DH parameters of size 2048 created at /etc/openvpn/easy-rsa/pki/dh.pem

Next, generate a HMAC signature with the following command:
openvpn --genkey --secret ta.key

Finally, copy all the certificate and key to the /etc/openvpn directory:
cp ta.key /etc/openvpn/
cp pki/ca.crt /etc/openvpn/
cp pki/private/server.key /etc/openvpn/
cp pki/issued/server.crt /etc/openvpn/
cp pki/dh.pem /etc/openvpn/

Generate Client Certificate and Key

Next, generate Client certificate with the following command:
./easyrsa gen-req client nopass

You should see the following output:
Note: using Easy-RSA configuration from: ./vars

Using SSL: openssl OpenSSL 1.1.1c 28 May 2019
Generating a RSA private key
..........................................+++++
...............+++++
writing new private key to '/etc/openvpn/easy-rsa/pki/private/client.key.wU45j6E0Dt'
-----
You are about to be asked to enter information that will be incorporated
into your certificate request.
What you are about to enter is what is called a Distinguished Name or a DN.
There are quite a few fields but you can leave some blank
For some fields there will be a default value,
If you enter '.', the field will be left blank.
-----
Common Name (eg: your user, host, or server name) [client]:

Keypair and certificate request completed. Your files are:
req: /etc/openvpn/easy-rsa/pki/reqs/client.req
key: /etc/openvpn/easy-rsa/pki/private/client.key

Next, sign the Client certificate with the following command:
./easyrsa sign-req client client

You should see the following output:
Note: using Easy-RSA configuration from: ./vars

Using SSL: openssl OpenSSL 1.1.1c 28 May 2019

You are about to sign the following certificate.
Please check over the details shown below for accuracy. Note that this request
has not been cryptographically verified. Please be sure it came from a trusted
source or that you have verified the request checksum with the sender.

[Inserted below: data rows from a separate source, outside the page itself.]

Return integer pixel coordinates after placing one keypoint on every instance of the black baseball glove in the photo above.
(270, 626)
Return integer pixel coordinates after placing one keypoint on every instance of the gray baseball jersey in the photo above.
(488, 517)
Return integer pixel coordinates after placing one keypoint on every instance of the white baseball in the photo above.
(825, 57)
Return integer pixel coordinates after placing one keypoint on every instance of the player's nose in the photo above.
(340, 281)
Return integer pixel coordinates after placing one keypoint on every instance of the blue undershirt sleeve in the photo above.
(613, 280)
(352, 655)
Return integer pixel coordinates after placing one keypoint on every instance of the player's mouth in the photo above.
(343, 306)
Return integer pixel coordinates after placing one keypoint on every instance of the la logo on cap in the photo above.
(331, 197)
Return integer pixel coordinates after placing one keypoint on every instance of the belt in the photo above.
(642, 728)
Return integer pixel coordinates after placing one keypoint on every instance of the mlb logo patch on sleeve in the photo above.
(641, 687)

Request subject, to be signed as a client certificate for 1080 days:

subject=
commonName = client

Type the word 'yes' to continue, or any other input to abort.
Confirm request details: yes
Using configuration from /etc/openvpn/easy-rsa/pki/safessl-easyrsa.cnf
Enter pass phrase for /etc/openvpn/easy-rsa/pki/private/ca.key:
Check that the request matches the signature
Signature ok
The Subject's Distinguished Name is as follows
commonName :ASN.1 12:'client'
Certificate is to be certified until Sep 5 12:28:25 2022 GMT (1080 days)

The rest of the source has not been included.